Sans remonter bien loin, le suprême combattant sur son cheval de Troie qui de force imposa la coopérative fit du bien de tous, n’appartenant à personne, l’objet de convoitise; on y puise à vau-l’eau sans le moindre remord. Plus proche de nous encore, la richesse publique s’afficha, s’offrant en idéal, dans les palais des mille et une nuits, les yachts, les limousines, l’avion présidentiel. Quoi de plus « normal » qu’en l’an cinq après R.D. tel chauffeur, honnête et pieux homme, au département de la manne publique, emprunte, s’en vante le plus gros des bolides, celui du Ministre en personne, pour deux bidons d’huile, aller-retour Sfax.

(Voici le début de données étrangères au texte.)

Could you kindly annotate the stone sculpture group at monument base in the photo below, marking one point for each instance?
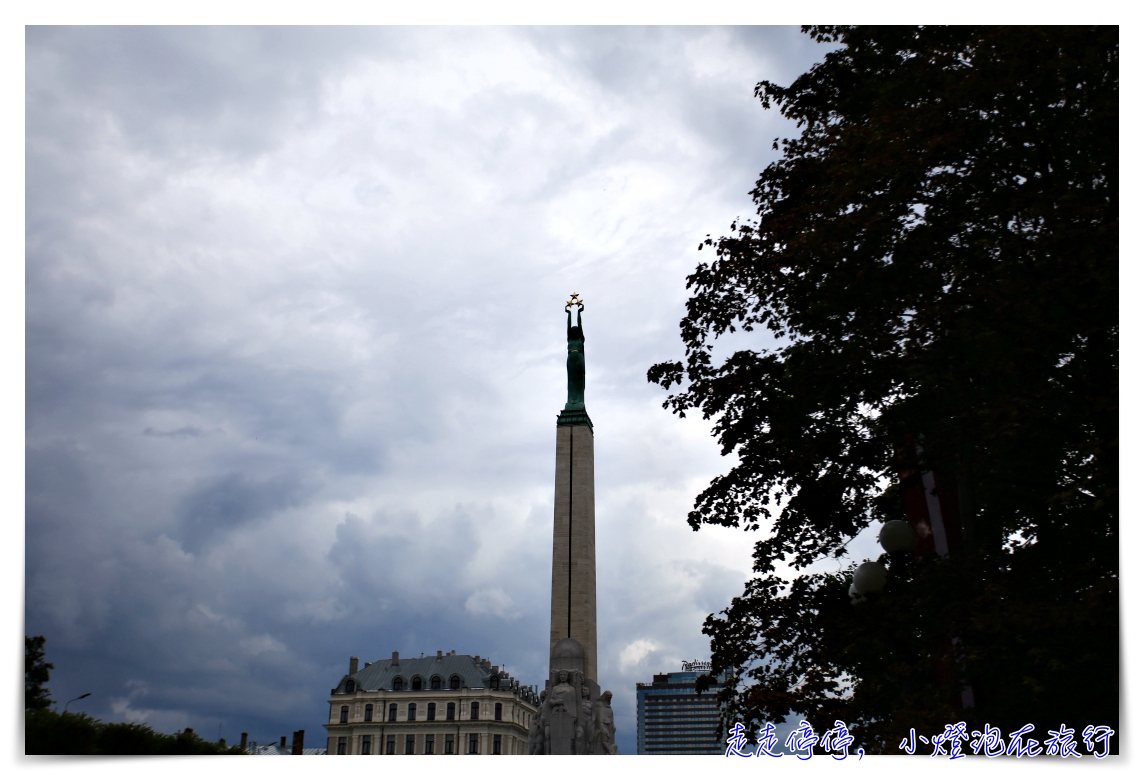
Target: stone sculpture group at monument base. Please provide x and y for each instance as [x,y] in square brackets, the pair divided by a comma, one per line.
[574,718]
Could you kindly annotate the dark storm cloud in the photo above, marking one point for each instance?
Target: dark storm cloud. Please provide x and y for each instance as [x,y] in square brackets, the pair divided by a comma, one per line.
[224,503]
[294,349]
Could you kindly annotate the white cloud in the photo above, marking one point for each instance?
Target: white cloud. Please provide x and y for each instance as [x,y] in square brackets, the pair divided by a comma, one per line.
[634,654]
[294,345]
[492,602]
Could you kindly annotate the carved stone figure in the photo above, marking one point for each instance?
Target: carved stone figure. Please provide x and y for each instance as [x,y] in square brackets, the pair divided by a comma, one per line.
[604,726]
[562,694]
[584,724]
[576,357]
[537,729]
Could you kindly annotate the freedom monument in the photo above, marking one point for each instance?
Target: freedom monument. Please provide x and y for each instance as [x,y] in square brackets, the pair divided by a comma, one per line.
[574,717]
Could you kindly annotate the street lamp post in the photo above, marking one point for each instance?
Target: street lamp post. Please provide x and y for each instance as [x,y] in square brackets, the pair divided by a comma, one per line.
[76,699]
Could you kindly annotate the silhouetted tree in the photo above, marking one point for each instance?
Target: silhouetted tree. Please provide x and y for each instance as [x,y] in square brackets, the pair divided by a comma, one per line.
[37,671]
[936,260]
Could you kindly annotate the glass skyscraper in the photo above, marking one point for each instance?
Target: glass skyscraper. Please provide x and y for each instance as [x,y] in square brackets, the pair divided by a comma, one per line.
[672,718]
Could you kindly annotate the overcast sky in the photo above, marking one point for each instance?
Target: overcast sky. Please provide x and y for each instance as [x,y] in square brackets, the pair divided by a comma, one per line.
[295,349]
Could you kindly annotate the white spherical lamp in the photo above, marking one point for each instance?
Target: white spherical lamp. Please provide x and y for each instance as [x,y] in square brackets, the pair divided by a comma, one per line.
[870,578]
[897,536]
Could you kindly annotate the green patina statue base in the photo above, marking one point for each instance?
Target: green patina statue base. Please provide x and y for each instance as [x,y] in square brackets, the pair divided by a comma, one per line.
[573,418]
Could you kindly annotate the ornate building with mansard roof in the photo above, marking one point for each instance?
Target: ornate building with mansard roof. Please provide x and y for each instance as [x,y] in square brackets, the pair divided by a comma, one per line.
[439,705]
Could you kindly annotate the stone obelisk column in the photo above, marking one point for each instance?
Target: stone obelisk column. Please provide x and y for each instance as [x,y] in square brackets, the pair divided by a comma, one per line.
[574,516]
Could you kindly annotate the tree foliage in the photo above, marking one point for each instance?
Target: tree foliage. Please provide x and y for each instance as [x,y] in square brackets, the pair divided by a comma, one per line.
[50,733]
[37,673]
[935,261]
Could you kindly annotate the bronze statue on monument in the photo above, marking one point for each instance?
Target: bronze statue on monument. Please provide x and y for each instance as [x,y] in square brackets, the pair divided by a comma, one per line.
[573,718]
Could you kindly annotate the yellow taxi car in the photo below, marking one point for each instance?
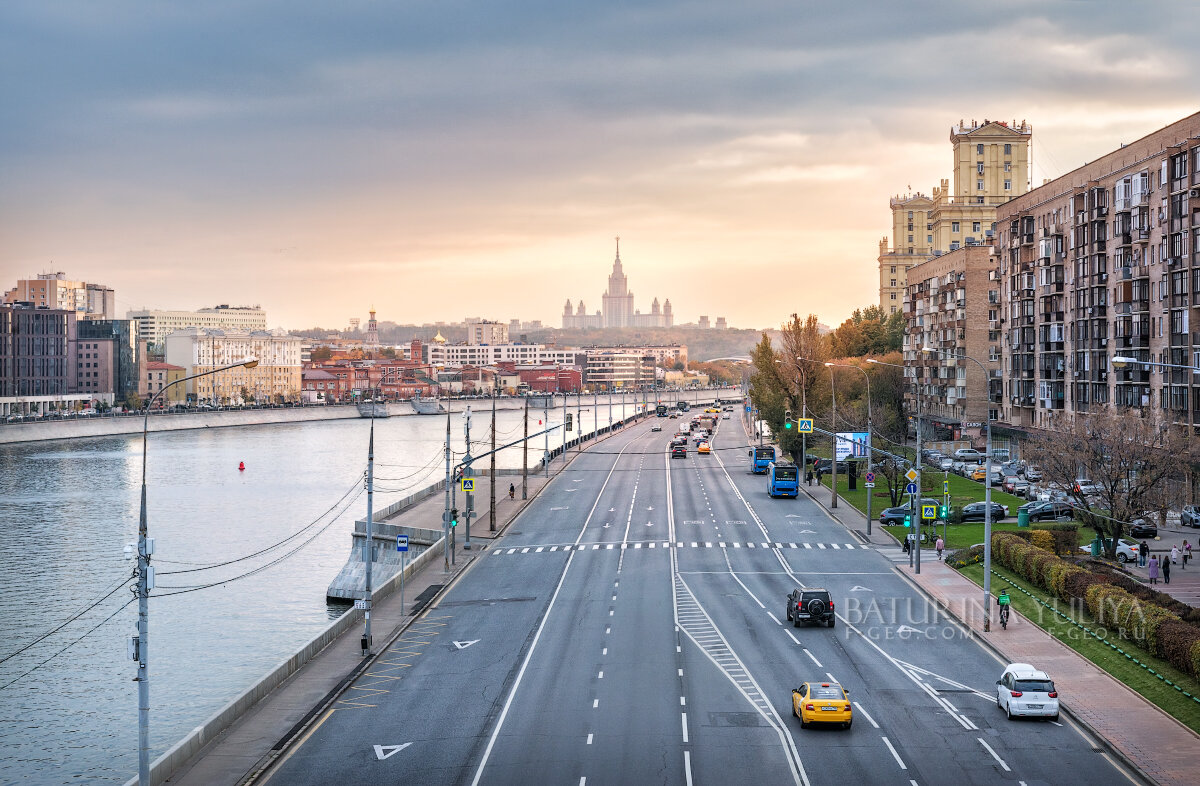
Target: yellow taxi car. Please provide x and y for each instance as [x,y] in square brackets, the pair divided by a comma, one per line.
[822,703]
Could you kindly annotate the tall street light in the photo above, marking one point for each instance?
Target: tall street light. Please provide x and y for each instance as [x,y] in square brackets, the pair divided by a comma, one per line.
[869,465]
[145,581]
[987,493]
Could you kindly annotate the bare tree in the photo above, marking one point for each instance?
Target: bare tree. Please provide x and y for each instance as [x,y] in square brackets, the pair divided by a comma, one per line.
[1126,457]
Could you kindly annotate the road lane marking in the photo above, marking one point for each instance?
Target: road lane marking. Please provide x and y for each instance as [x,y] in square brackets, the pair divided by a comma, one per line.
[994,755]
[867,715]
[894,754]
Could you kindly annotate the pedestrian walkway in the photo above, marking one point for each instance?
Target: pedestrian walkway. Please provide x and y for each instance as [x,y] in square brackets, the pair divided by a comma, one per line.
[263,732]
[1143,736]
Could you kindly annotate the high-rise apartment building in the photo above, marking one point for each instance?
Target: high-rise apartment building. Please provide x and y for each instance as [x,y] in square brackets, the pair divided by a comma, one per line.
[155,325]
[55,291]
[1104,262]
[991,166]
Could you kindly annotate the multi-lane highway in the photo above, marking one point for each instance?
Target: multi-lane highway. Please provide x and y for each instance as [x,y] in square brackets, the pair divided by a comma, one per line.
[630,629]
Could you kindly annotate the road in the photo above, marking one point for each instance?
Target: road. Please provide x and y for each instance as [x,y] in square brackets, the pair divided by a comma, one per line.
[630,630]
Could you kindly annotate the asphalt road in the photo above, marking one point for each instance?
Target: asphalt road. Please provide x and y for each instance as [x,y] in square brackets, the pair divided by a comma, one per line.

Majestueuse, assurée, l’ignorance au carnaval s’invita. Ostentatoire, elle s’étala. Non l’illettrisme de quelque exclu des bancs de l’école. Mais, celle, loquace, résonnante, de professeurs, d’avocats, de juges, de chefs d’état, de ministres, d’experts en sciences variées, de hautes compétences et d’heureux élus qui en fleurirent l’hémicycle. Faut-il se résoudre à scruter les murmures de quelque analphabète vieille ou d’inculte désœuvré, pour récolter parole sage et structuré discours?

« …On n’osa pas trop s’étaler sur la paresse, l’incrédulité, la violence ….et autres sottes sous-espèces… ». A l’image du « méchant » découvert dans un zoo, après soixante-dix ans de communisme, le tunisien, la parole libérée à profusion, sorti de deux dictatures, embourbé depuis sous la loi de tous sur chacun, a plus que jamais besoin du secours de la fable, pour réapprendre le poids des mots et le sens des choses, se réconcilier avec son humanité. C’est vers le règne animal qu’il faudra se tourner pour espérer appréhender l’état des lieux qui manqua à Gorbatchev.

Comment apprendre à tirer sa révérence, sans le souvenir de la mort du loup? Comment toucher du doigt ce qu’est la discipline, sans le spectacle d’une fourmilière ou d’un essaim? Comment s’extraire de la servitude, sans la contemplation d’un vol d’albatros? Comment ne pas se laisser guider par la lâcheté et la trahison, sans se nourrir de la loyauté du chien qui parcouru cinquante kilomètres pour mourir sur la tombe de son maître? La dignité galvaudée à vomir, c’est celle du vieux Farhat (prénom d’homme) qui, la faim poussant, profita de l’absence de regards pour se positionner sur ses pattes arrières, tentant de se servir à la table garnie. Surpris, il s’éclipsa à tout jamais. Personne ne retrouva sa trace. Jadis, Farhat, le chat, trôna sur la case familiale.